Perennial SABCS commentator Steven Vogl, MD, a breast cancer specialist in private practice in New York City, said that he views the study as having two different populations: ER-positive patients and triple-negative patients.
He said he believes that triple-negative patients have a lot more to gain from capecitabine. Because having a pCR is more momentous for triple-negative patients than for ER-positive patients. "If a triple-negative patient doesn't achieve a pCR, they do very badly; 60% of them have relapsed within 5 years," he said.
"I put it to you that really what this tells us is that if we have a triple-negative patient who doesn't achieve pCR after good neoadjuvant therapy, [capecitabine] is probably a reasonable option, even though it's quite toxic, and should be explored further" Dr Vogl explained. "I'm not sure if I would go home and treat my ER-positive patients who don't get a pCR with capecitabine, based on this study."
The patients in the study seemed to tolerate capecitabine well, at a dose that was 500 mg/m² higher than that used in the United States, said Hope Rugo, MD, from the University of California, San Francisco.
She noted that given the data that Japanese patients appear to have a higher tolerance for capecitabine, there might be a pharmacogenomic effect at work.

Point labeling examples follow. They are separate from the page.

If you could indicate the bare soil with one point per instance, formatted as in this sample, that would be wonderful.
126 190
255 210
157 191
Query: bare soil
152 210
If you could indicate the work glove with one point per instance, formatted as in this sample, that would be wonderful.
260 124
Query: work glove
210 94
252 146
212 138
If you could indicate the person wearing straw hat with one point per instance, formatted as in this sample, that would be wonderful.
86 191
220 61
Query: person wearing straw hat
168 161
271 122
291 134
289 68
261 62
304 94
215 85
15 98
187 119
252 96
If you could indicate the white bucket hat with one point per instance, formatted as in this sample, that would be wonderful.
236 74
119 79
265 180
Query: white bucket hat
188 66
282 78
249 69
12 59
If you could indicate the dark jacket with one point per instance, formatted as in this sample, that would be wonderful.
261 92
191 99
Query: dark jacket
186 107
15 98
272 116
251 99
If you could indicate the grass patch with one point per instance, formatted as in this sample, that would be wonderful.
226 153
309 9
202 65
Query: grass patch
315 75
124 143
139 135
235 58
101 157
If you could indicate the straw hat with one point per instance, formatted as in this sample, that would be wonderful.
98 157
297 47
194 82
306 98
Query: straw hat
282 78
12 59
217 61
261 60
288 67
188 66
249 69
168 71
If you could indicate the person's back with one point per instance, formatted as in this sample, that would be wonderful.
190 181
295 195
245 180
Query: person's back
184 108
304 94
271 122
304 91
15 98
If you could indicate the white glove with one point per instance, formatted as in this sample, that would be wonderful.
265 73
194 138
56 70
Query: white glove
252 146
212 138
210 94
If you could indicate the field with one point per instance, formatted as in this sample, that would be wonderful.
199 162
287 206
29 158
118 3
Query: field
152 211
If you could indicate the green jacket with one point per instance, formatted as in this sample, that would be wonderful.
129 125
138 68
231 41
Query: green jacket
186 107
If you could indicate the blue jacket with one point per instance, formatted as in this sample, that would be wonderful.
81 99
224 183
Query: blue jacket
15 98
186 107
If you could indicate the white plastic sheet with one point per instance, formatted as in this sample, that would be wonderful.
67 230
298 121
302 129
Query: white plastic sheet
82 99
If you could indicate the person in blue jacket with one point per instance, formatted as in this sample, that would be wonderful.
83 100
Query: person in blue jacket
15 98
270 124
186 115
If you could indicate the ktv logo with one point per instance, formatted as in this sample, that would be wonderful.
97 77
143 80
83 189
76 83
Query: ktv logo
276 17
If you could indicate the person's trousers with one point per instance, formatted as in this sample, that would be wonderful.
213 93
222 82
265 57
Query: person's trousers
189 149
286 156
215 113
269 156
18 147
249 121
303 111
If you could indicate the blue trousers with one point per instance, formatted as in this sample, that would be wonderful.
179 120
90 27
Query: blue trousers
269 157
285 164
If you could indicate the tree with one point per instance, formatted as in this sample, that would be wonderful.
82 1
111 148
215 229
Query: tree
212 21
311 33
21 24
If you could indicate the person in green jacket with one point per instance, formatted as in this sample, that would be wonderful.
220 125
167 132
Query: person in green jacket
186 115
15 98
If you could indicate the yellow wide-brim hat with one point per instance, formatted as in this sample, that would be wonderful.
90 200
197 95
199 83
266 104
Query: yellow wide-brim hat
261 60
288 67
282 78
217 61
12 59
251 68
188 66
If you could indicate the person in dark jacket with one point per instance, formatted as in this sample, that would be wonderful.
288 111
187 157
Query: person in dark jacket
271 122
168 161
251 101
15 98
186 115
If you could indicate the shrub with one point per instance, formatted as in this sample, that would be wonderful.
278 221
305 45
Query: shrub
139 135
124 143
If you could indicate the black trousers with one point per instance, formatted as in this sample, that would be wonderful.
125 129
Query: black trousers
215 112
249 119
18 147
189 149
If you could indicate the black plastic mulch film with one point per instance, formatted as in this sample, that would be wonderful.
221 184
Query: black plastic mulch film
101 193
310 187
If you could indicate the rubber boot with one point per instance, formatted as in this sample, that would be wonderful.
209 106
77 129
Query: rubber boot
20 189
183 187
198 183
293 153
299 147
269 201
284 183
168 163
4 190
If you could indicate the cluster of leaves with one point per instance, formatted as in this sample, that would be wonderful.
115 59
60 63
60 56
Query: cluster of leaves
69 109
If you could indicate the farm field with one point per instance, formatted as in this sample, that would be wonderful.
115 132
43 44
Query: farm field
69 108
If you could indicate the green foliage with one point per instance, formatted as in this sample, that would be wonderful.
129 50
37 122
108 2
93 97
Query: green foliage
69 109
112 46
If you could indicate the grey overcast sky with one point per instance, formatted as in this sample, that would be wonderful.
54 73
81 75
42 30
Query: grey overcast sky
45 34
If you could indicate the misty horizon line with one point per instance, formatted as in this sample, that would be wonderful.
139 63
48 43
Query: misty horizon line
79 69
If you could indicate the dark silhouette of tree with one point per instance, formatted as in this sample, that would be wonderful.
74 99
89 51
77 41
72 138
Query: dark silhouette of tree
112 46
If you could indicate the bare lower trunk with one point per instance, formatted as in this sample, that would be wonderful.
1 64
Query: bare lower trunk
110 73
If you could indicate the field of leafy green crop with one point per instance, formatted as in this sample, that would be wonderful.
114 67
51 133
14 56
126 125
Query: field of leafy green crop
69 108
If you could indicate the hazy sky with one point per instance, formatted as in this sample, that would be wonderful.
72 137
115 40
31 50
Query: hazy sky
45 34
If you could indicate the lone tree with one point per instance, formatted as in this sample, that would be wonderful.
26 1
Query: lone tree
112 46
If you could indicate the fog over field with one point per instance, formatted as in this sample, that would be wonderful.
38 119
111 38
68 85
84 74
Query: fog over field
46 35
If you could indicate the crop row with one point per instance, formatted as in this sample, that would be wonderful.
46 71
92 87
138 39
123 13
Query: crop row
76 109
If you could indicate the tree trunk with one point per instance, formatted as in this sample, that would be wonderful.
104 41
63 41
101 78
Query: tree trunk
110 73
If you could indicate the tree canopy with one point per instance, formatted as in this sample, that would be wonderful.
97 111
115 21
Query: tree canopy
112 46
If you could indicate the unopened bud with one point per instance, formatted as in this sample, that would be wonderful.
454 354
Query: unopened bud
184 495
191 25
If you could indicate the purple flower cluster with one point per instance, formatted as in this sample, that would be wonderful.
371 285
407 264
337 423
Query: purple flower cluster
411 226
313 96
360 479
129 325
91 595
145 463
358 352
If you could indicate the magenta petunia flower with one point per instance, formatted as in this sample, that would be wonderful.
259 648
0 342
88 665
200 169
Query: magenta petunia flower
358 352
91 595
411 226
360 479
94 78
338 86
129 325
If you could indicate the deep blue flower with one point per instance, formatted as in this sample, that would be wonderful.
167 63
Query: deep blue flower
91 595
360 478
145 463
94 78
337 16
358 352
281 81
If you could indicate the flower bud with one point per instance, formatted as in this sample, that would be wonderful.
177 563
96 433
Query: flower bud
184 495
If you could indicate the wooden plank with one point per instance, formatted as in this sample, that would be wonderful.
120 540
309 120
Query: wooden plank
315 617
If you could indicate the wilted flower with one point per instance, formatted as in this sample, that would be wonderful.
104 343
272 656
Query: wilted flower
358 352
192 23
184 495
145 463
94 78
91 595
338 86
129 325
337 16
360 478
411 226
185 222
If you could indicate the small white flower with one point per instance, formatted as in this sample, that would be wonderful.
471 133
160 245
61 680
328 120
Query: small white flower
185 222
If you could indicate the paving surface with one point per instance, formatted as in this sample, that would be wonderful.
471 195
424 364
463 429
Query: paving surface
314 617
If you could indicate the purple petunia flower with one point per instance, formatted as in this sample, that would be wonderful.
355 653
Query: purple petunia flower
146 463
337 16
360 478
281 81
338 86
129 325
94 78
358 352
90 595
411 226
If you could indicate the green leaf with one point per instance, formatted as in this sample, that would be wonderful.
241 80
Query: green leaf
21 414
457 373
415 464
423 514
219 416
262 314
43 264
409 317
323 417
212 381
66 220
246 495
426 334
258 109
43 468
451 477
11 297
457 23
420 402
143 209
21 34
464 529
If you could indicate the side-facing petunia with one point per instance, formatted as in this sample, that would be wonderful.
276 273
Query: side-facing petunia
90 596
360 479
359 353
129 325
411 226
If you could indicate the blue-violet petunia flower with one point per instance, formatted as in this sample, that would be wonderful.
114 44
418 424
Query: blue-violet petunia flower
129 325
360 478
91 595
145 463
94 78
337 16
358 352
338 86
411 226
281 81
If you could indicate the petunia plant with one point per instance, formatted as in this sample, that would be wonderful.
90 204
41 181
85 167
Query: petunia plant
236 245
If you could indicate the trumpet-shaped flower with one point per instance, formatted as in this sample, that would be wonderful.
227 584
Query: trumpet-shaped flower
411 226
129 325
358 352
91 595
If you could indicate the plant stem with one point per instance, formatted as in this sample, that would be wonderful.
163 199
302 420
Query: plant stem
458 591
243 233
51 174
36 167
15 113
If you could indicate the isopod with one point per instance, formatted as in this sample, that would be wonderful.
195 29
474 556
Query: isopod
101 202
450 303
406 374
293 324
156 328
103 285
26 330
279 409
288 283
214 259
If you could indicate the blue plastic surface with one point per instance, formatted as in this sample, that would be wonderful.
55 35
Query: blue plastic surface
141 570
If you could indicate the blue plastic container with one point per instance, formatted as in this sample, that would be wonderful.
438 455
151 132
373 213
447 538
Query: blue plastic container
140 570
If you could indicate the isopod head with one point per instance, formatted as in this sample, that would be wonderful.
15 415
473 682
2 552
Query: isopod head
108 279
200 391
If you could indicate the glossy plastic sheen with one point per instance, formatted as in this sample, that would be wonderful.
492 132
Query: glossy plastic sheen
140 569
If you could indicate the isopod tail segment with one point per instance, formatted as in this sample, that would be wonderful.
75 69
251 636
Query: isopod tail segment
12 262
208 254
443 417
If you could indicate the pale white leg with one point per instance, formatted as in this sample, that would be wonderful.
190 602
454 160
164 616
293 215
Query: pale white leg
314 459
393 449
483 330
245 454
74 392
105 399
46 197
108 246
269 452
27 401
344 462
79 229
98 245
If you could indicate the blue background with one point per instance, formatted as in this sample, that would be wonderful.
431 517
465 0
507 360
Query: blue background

The study was supported by a grant from Specified Nonprofit Corporation–Advanced Clinical Research Organization and other donations to the Japan Breast Cancer Research Group. Dr Toi reports receiving a research grant from the Chugai Pharmaceutical Company. Dr Kaklamani, Dr Pusztai, Dr Vogl, and Dr Rugo have disclosed no relevant financial relationships.
38th Annual San Antonio Breast Cancer Symposium (SABCS): Abstract S1-07. Presented December 8, 2015.